近くのパーキングに車を停め、メッセージに書かれていた部屋番号を確認してみた。時刻は23時を過ぎていたが、部屋の明かりは点いていなかった。どうやら留守のようだ。


ドアポストにはチラシや手紙が溜まっている。


流石にインターホンを押すのは憚られたので、メッセージにあった掲示板を探すことにした。夜中の住宅街。怪しまれないよう、あまりキョロキョロしないよう気を付ける。


少し歩いたところに、町内会の掲示板を見つけた。


特におかしな掲示物は貼られていなかったが、掲示板の足元に生えた雑草の陰に、先日の雨のせいかボロボロになった紙が1枚落ちていた。



そこには掠れた文字で、


『あえました ありがとう』


と書かれていた。



僕は車に戻り、彼が帰ってこないか、少し待ってみることにした。


いったい、この貼り紙は何なのだろうか。僕は考える。


そもそも、誰が『あえますよ』という貼り紙をしているのか。時期も場所もまちまちだが、文言や書き方は共通しているようだし、同じ人物によるものなのだろうか。だとしたら何のために? 


そして『あえました』という貼り紙。おそらくは『あえますよ』という貼り紙とは別のモノによって書かれたものだろう。これも文言や書き方が一致しているようだが、さすがに同じ人物(?)が書いたと考えるのは不自然ではないだろうか。同じ人物が全ての場所に関わっていたとは、僕には思えなかった。



──ふと、思いついた。



これはあくまでも僕の想像でしかないが……。


不動産屋さんの話で舞台となったのはマンションの事故物件だった。監視カメラには部屋の中を覗き込む影が映っていたが、それこそ幽霊のように消えてしまったという。


事故物件ということは被害者と加害者がいる。

被害者(の霊?)は、普通に考えれば部屋の中だろう。

となると、部屋を覗いていたのは……もしかしたら加害者──犯人なのではないだろうか。

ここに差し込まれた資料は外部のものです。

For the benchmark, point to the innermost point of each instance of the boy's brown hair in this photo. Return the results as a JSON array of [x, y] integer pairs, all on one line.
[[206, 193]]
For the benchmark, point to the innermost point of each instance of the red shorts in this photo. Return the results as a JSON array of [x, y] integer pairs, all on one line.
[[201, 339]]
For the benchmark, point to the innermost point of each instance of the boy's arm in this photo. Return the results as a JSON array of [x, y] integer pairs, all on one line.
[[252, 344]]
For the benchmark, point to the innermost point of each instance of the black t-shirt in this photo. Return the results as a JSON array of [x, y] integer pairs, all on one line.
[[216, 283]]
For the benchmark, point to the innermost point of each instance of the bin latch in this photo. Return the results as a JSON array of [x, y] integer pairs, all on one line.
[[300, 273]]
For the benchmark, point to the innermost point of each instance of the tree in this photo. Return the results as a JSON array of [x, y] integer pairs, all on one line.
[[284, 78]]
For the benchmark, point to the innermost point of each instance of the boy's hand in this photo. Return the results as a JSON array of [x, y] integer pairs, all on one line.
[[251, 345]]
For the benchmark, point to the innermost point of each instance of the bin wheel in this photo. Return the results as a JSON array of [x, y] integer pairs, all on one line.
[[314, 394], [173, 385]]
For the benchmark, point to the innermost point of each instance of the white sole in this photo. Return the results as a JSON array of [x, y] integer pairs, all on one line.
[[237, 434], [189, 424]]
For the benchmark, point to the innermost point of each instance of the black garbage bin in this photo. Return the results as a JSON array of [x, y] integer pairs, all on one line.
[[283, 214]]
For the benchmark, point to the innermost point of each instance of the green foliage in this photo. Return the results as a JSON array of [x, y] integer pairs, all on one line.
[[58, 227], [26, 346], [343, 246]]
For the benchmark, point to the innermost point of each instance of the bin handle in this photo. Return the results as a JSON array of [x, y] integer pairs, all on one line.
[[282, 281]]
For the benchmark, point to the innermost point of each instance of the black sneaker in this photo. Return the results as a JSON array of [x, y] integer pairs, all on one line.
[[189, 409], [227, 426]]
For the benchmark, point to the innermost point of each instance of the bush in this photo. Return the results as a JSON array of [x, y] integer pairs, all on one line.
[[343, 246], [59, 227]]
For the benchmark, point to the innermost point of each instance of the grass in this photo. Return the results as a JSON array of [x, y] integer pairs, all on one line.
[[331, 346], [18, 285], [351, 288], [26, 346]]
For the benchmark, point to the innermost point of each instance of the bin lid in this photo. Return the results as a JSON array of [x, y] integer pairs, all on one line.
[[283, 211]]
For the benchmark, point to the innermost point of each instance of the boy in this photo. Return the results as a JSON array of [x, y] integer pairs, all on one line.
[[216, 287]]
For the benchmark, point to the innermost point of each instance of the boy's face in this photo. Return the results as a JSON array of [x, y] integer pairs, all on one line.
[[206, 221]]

もちろん、物好きな住人が覗いていた可能性はあるが……。



『幽霊が復讐のために犯人をおびき寄せた』と考えるのは、飛躍し過ぎだろうか。



『あえますよ』の貼り紙の主はわからないが、その貼り紙で犯人をおびき出し、被害者である霊が復讐を果たす。そして復讐を果たした霊が、お礼なのか単なる報告なのか、『あえました』の貼り紙をする……。


そういえば、不動産屋の客が言っていた場所がどうかはわからないが、キバタさんの話に出てきた場所も曰く付きの場所だった。



今回の場所も──?


もしかしたら、お母さんは────。


と、なると、メッセージの彼は────。



関わるべきではなかったのかも知れない……。

警察に言うべきだろうか?


僕は小さく舌打ちをして、スマホのロックを外した。


助手席のシートの上で、汚れた紙がカサカサと鳴っていた。